Thursday, February 4, 2010

Heritage roadblock?

A very recent article posted by the Niagara Advance, showing yet another opportunity for Niagara-on-the-Lake council and the District School Board of Niagara to play well together. Or not, as it may be.
At issue is a potential heritage designation for Laura Secord Public School, which is to close with the construction of a new building within St. Davids. NOTL council has begun the process of designated the school as a heritage property at the request of those who would like to ensure its relevant heritage features are preserved. This has drawn concern from the school board because heritage designations can impede the potential of a sale given not every developer is willing to maintain the designated features or spending the money to do so.
Jim Armstrong, president of the Queenston Residents Association (QRA), said the property has a rich, important history and jeopardizing the future of the site would mean "running the risk of losing a historical asset that connects us to our past."
Without designation, the property could be transformed into any number of uses, including housing.

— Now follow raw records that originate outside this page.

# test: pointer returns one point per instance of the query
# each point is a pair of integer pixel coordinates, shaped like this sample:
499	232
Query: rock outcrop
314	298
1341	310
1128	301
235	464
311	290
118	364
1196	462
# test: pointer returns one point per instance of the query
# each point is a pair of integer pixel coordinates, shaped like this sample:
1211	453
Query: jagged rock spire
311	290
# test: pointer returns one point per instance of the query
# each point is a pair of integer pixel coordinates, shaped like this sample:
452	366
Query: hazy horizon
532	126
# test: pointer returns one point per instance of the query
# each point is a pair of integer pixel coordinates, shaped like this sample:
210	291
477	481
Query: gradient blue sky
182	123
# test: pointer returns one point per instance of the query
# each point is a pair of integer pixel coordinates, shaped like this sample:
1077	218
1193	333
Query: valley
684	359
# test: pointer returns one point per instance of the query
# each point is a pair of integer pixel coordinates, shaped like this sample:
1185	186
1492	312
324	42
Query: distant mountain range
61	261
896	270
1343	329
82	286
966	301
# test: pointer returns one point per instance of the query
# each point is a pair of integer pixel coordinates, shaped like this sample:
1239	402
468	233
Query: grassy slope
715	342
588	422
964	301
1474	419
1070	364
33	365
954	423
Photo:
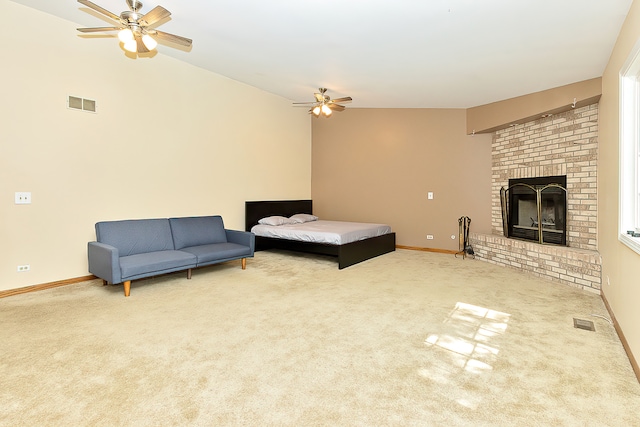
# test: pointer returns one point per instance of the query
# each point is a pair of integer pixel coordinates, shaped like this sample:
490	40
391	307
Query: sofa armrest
104	262
245	238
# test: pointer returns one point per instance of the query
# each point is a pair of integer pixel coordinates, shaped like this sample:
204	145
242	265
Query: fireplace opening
536	209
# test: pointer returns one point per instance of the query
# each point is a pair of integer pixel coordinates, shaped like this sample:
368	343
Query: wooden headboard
255	210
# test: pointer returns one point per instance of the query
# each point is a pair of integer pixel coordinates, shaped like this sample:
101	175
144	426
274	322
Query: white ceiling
385	53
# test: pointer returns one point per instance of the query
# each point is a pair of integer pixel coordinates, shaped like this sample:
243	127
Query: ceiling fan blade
141	47
98	29
183	41
156	14
100	9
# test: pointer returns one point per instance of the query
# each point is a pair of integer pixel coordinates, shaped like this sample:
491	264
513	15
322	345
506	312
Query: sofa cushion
136	236
161	261
218	252
195	231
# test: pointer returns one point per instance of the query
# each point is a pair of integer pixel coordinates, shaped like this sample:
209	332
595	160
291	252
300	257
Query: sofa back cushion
196	231
136	236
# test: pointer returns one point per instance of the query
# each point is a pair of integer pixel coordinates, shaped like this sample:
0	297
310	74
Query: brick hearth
563	144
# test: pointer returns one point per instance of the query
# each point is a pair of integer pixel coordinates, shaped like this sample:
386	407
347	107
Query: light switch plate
23	197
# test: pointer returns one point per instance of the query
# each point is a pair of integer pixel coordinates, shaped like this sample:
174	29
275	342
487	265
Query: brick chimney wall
562	144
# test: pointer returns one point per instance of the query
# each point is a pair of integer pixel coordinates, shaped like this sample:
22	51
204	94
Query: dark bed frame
348	254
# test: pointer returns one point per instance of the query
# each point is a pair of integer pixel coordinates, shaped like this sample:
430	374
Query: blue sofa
133	249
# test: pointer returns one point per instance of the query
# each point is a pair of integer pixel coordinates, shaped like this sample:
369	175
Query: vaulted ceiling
384	53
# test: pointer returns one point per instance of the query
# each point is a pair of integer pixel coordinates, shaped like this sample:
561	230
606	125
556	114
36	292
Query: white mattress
321	231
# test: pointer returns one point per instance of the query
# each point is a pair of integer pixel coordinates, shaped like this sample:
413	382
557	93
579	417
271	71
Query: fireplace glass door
536	209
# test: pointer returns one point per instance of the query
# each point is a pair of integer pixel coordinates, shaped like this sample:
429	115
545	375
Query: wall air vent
76	103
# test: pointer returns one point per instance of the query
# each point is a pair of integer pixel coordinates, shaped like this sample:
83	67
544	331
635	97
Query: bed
347	253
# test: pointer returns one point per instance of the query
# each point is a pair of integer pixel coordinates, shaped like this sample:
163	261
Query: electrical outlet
23	198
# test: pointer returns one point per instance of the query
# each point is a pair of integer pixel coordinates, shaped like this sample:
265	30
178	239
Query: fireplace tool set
463	237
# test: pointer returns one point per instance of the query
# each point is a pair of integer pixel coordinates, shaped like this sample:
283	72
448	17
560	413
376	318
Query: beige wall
620	265
527	108
168	139
378	165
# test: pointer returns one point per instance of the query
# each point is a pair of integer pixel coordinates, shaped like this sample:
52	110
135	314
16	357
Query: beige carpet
406	339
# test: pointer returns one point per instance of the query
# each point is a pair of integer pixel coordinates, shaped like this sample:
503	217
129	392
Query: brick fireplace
564	144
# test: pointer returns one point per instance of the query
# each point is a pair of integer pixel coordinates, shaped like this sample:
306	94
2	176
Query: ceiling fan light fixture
131	46
149	42
125	35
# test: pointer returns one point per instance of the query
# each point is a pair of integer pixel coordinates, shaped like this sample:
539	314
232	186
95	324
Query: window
629	223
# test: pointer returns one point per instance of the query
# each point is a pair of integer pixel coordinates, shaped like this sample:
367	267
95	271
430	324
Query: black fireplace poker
464	223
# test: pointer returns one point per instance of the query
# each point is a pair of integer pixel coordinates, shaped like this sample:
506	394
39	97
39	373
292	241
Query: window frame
629	161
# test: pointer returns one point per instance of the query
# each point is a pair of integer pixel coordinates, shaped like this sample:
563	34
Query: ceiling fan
324	104
136	28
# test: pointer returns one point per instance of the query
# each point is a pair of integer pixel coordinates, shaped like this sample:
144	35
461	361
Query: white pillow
300	218
275	220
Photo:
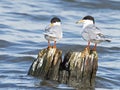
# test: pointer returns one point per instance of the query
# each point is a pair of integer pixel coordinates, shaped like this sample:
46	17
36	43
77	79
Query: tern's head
87	20
55	21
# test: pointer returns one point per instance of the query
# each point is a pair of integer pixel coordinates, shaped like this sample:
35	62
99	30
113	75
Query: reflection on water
22	24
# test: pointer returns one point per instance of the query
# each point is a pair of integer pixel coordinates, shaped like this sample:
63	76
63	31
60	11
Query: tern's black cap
89	18
55	19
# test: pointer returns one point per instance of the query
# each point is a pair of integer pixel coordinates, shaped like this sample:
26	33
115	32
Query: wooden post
78	69
47	64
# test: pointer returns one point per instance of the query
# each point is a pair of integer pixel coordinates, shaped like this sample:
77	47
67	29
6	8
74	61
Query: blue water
22	23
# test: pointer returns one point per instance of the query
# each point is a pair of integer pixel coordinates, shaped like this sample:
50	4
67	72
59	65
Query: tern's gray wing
93	34
54	31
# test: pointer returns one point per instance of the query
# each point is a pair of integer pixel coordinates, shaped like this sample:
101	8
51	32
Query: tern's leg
54	46
88	46
49	44
94	48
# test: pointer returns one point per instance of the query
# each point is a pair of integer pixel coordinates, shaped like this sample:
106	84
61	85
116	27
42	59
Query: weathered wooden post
78	69
47	64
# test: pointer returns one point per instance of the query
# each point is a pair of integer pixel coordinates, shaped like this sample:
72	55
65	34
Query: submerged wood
78	69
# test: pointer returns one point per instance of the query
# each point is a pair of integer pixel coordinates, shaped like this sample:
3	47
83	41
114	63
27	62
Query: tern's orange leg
54	46
94	48
88	46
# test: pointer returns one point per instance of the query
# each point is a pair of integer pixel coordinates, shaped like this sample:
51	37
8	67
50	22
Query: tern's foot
54	47
87	48
49	47
93	49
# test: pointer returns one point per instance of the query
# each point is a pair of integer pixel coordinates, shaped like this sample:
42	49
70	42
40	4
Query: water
22	23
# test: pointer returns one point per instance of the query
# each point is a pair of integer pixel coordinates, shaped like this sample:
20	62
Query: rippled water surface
22	23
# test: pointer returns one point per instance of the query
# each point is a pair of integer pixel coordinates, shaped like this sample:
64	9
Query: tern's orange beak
51	24
80	21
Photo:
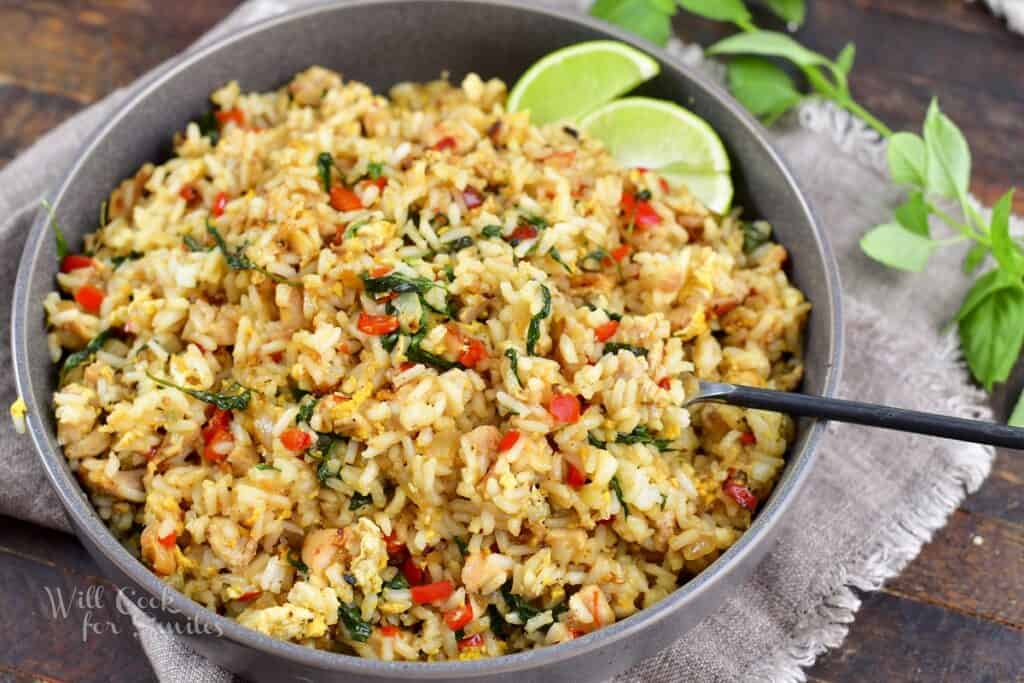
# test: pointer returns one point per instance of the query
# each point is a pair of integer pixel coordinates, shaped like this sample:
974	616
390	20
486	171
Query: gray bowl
381	43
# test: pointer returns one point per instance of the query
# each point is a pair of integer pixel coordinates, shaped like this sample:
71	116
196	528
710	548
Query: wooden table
956	613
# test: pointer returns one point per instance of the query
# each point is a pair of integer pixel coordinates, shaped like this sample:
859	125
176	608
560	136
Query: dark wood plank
68	626
896	640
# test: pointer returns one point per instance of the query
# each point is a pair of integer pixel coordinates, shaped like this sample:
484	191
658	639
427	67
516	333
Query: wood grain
956	613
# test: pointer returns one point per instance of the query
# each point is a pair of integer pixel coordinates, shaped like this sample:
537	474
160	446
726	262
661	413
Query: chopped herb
351	617
131	256
499	626
306	411
553	253
208	127
325	162
534	332
195	245
615	347
57	232
617	489
513	356
80	356
460	244
397	584
518	604
296	561
225	401
594	261
641	434
390	340
755	235
359	500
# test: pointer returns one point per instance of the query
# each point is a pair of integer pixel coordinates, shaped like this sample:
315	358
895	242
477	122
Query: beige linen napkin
869	504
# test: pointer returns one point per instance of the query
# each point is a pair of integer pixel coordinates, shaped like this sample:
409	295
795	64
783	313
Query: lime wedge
667	138
574	80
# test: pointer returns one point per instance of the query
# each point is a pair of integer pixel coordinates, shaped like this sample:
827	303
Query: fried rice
402	377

"In order for a developer to have success on that site they would have to build on that property, meaning they could come in and do whatever they want," said Armstrong.
"Our group has a vision on what could happen to that property, but it would have to be kept in the public domain."
Here's the biggest thing about designation. It's easy (well, not that easy) with a few strokes of a pen to designate something, but what's it really worth? If council is truly interested in acting on its residents' requests to preserve the building, the only way it can guarantee that outcome is to purchase the building itself. Other options would be some sort of loan program-- some municipalities do this, however its murky ground because councils cannot "bonus" a private-sector business. Designation without any further commitment doesn't actually do much to really preserve a property. There's no real teeth on the property owner to maintain the property after it's been designated, and if they appeal the designation and win, those who wish to preserve built heritage end up losing out completely.
Hopefully the other irritants between the school board and this council don't impede some productive discussions on this issue so the residents are able to preserve the heritage features they value and the board isn't forced to hold onto an unsellable property.